There are various treatment alternatives depending on the degree of bladder sag. Some treatments offer temporary solutions, while some treatments may be long-term and include low-risk. It is the most beneficial option to discuss the treatment options with the patient about efficacy, side effects, cost and identify the most beneficial treatment for the patient. The sags in this condition do not heal spontaneously or go through medication. These loosened or torn tissues must be supported and reattached, which can only be performed surgically. It is an intervention based on the laparoscopic support of the anterior and posterior wall in the prolapse of the bladder, uterus and intestine within the pelvic bone. It is a treatment that is considered to be “the gold standard” which is superior to all other techniques and is still considered as the gold standard.. The most important advantages of this process are the absence of tissue erosion with prolene mesh, preventing the future development of sexual inability and elimination of pain during sexual intercourse.

Today, this intervention is now performed as laparoscopic sacrocolpopexy by experienced specialists. The most important characteristic of this method is that the structure of the vagina is just corrected and supported without any changes in its form. In the laparoscopic sacrocolpopexy operation, the vagina is completely sutured and fixed in two layers of “mesh” to the front and back walls between the vaginal peak and the base. Thus, not only the vaginal wall is supported, but also the bowel and bladder sides are fully supported. The extensions of this support tissue in the anterior and posterior wall are brought to the coccyx and strongly fixed to the bone therein.

Laparoscopic sacrocolpopexy is one of the surgeries requiring advanced laparoscopic surgical experience.

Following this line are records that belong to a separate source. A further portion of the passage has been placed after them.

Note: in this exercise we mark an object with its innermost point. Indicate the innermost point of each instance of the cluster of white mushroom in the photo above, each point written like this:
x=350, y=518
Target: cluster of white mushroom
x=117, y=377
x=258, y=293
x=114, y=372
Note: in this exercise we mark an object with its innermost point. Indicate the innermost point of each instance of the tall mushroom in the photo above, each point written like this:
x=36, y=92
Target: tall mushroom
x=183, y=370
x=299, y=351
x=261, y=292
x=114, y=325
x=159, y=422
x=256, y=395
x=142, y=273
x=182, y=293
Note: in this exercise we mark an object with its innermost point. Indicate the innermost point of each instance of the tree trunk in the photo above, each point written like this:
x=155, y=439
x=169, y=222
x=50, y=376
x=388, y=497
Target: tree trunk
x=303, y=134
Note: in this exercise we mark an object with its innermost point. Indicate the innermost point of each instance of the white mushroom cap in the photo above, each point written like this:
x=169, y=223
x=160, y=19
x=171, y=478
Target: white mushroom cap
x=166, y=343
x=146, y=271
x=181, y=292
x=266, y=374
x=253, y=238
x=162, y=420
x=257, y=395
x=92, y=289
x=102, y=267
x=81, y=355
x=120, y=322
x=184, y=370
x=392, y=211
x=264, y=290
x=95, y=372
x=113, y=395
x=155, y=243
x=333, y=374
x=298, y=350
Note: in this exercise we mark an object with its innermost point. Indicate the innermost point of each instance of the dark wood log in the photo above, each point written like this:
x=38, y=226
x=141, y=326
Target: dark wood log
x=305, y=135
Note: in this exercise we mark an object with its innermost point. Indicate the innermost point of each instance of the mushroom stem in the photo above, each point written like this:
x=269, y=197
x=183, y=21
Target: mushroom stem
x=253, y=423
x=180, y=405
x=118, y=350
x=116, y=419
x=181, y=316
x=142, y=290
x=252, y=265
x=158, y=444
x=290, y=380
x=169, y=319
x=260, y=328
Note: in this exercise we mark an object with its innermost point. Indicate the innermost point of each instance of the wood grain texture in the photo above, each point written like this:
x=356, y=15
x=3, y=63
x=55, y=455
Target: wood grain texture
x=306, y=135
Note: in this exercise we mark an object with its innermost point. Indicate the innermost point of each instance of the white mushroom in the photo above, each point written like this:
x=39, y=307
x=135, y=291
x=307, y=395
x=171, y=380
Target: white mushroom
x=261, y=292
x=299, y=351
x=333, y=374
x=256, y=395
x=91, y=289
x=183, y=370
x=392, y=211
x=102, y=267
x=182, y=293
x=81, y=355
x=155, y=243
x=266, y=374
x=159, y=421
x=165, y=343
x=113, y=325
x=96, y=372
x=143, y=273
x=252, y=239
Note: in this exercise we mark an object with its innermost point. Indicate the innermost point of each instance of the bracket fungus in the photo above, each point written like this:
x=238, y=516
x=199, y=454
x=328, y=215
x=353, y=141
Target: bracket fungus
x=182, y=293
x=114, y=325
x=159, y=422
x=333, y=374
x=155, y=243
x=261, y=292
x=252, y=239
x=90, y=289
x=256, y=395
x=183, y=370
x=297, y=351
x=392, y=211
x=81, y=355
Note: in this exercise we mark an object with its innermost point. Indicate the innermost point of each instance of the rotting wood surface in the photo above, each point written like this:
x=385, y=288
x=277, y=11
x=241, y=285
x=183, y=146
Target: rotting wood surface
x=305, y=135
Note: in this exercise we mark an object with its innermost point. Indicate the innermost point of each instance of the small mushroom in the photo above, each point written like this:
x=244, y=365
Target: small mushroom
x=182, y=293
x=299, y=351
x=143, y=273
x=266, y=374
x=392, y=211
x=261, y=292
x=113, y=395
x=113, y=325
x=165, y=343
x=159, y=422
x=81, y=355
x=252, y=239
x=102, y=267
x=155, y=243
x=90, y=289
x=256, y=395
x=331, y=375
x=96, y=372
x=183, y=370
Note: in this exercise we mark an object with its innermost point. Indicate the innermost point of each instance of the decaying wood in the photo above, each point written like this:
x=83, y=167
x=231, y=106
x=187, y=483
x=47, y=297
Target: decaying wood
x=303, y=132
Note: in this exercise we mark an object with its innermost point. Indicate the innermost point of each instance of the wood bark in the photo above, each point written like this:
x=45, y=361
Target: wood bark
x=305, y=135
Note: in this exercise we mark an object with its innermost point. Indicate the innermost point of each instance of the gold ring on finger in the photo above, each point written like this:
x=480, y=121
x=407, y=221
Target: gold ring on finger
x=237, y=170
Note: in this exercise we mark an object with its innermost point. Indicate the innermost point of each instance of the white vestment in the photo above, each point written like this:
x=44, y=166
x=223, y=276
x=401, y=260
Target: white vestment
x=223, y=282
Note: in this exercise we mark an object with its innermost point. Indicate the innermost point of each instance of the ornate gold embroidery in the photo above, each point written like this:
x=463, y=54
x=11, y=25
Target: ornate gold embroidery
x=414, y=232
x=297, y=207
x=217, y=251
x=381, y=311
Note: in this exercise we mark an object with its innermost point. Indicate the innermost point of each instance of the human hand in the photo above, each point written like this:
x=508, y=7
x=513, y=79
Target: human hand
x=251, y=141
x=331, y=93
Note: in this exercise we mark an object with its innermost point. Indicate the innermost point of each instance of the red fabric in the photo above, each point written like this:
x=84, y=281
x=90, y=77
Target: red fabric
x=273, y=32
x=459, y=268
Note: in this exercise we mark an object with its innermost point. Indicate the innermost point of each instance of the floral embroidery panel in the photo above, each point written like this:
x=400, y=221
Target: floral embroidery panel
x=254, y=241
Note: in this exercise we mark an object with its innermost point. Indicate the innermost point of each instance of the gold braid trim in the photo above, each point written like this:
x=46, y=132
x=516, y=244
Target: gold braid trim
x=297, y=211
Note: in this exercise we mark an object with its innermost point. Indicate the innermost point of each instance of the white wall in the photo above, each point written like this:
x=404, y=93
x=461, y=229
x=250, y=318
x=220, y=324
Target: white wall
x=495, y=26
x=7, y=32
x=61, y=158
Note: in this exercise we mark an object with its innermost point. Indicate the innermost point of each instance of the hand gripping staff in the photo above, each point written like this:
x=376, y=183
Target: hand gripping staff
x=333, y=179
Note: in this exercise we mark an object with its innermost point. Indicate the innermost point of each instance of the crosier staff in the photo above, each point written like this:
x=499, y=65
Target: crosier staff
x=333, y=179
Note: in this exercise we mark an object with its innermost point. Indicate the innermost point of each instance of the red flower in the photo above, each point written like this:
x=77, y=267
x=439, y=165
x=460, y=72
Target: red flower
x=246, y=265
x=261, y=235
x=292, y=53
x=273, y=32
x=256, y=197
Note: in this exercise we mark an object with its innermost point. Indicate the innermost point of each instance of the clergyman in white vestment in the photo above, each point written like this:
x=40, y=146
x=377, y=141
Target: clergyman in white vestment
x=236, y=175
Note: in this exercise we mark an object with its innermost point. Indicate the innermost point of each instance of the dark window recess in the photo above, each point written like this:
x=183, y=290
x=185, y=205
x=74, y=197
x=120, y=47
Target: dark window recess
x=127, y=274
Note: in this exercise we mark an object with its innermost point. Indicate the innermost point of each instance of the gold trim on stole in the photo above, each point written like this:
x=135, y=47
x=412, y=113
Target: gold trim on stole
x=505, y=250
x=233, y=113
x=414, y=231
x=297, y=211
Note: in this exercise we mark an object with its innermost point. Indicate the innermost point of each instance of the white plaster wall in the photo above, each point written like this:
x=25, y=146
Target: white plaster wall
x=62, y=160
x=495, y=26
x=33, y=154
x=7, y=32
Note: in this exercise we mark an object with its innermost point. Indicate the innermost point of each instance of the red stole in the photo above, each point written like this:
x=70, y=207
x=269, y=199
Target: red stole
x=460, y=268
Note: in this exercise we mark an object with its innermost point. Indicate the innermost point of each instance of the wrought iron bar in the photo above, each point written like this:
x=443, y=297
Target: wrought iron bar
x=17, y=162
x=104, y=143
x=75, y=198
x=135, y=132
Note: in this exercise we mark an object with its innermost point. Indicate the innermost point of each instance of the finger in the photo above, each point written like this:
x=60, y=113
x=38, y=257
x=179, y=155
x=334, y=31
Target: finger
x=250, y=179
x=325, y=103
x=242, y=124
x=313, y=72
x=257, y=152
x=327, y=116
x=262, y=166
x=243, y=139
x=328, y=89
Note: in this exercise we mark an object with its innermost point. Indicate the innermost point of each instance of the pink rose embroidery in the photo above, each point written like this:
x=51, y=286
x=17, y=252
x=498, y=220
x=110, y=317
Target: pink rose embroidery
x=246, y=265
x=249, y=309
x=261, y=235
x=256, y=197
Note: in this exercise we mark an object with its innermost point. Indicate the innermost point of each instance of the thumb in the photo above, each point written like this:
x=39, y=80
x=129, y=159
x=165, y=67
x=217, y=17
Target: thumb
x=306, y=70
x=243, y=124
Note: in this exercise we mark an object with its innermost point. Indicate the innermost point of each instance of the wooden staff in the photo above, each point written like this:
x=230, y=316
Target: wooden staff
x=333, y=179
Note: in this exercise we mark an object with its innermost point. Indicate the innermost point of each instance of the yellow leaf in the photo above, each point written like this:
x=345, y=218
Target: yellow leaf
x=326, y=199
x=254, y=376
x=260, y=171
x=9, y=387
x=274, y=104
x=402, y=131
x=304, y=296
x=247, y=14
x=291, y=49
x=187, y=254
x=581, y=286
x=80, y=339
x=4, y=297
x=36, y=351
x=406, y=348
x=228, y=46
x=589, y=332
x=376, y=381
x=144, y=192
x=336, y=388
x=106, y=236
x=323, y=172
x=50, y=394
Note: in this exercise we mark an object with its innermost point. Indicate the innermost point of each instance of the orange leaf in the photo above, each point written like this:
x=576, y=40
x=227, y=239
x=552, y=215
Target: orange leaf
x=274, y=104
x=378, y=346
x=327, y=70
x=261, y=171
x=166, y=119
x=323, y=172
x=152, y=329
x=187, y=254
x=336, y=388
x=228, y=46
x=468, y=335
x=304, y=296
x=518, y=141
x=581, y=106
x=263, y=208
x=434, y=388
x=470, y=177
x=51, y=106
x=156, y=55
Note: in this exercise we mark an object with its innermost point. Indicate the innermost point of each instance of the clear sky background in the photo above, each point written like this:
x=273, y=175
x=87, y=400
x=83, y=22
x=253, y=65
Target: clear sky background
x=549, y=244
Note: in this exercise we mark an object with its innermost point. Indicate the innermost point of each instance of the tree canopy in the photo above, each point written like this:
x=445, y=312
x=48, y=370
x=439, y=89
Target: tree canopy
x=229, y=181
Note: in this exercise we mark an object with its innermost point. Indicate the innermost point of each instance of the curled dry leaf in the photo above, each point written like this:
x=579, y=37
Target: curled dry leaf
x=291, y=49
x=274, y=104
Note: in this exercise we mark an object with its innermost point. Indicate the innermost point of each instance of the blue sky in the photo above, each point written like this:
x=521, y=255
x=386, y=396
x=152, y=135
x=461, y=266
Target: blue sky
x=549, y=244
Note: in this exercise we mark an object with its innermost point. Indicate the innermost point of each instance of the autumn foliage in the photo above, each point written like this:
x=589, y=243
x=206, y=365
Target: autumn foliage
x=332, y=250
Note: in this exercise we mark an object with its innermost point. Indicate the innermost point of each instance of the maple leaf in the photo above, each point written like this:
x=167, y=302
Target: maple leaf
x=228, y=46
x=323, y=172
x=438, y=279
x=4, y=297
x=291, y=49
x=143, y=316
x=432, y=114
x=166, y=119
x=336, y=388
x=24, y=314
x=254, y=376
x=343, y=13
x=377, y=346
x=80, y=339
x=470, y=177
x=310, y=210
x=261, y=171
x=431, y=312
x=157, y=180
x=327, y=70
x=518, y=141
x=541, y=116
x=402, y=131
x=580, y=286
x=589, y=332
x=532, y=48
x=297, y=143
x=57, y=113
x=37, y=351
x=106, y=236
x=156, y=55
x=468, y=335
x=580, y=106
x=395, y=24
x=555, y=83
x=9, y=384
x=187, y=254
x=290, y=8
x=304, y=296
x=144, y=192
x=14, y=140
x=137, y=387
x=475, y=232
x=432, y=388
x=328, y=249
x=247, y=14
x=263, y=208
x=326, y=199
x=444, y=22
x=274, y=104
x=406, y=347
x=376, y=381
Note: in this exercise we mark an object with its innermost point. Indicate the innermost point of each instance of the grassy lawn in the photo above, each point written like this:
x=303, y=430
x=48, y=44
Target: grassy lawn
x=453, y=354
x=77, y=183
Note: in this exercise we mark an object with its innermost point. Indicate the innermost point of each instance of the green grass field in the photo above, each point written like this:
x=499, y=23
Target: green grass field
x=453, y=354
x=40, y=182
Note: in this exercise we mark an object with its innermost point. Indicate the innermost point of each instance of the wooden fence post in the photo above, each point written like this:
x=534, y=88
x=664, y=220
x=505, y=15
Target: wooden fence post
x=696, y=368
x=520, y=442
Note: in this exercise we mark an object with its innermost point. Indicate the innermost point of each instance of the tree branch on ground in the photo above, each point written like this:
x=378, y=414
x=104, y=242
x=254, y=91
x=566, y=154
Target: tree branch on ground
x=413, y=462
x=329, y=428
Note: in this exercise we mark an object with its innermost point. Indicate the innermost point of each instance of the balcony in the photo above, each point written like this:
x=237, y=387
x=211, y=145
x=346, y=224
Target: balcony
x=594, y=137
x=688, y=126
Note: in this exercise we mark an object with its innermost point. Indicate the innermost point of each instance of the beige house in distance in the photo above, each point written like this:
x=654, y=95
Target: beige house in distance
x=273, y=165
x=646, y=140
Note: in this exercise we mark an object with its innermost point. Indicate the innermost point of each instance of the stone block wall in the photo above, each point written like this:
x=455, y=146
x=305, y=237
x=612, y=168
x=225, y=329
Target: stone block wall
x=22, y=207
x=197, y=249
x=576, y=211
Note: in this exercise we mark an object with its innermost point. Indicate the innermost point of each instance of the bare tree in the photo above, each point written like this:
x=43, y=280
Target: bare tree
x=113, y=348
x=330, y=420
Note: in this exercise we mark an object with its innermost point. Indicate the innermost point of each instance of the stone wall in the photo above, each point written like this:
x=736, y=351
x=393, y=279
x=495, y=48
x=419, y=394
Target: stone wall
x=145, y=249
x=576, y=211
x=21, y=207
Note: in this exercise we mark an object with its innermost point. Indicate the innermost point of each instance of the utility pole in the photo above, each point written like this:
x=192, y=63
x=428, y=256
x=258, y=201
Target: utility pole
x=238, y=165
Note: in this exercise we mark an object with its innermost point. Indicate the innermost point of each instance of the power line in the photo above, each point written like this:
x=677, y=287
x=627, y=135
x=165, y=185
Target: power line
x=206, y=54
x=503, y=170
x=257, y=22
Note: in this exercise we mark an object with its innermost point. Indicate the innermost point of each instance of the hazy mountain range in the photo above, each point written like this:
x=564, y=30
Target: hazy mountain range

Some surgeons perform this surgery with an open surgical incision on the abdomen as the old technique. Today, laparoscopic method provides the most effective success, instead of open surgery, which has a serious disadvantage in terms of both cosmetic ugliness and postoperative pain, and the effectiveness of the operation.


TOT Operation in the Treatment of Urinary Incontinence

Stress urinary incontinence (SUI) is the most common type of urinary incontinence. There are many factors that cause SUI. However, it often occurs as a result of bladder and uterus sagging. The most common causes of these sagging are the weakening of the connective tissue after pregnancy. Particularly difficult and traumatic births and the baby being bigger than normal promotes the incidence of stress incontinence. Other factors that increase the risk include advanced maternal age, pregnancy status, weakening of connective tissue due to menopause, obesity, and non-absolute hysterectomy.


TOT Operation (Transobturator Tape Application)

In the TOT operation, a tape called a polypropylene mesh is placed with the help of a special needle to tighten the urethral canal with a thin incision made by a vaginal route. In TOT surgery, which we apply for only appropriate patient, the wound healing of the patient is quite fast, and the hospital stay is very low (mean one day). The catheter is placed in the bladder for 24 hours after the operation to drain the bladder. Then the catheter is pulled. You can return to your normal everyday life immediately after discharge.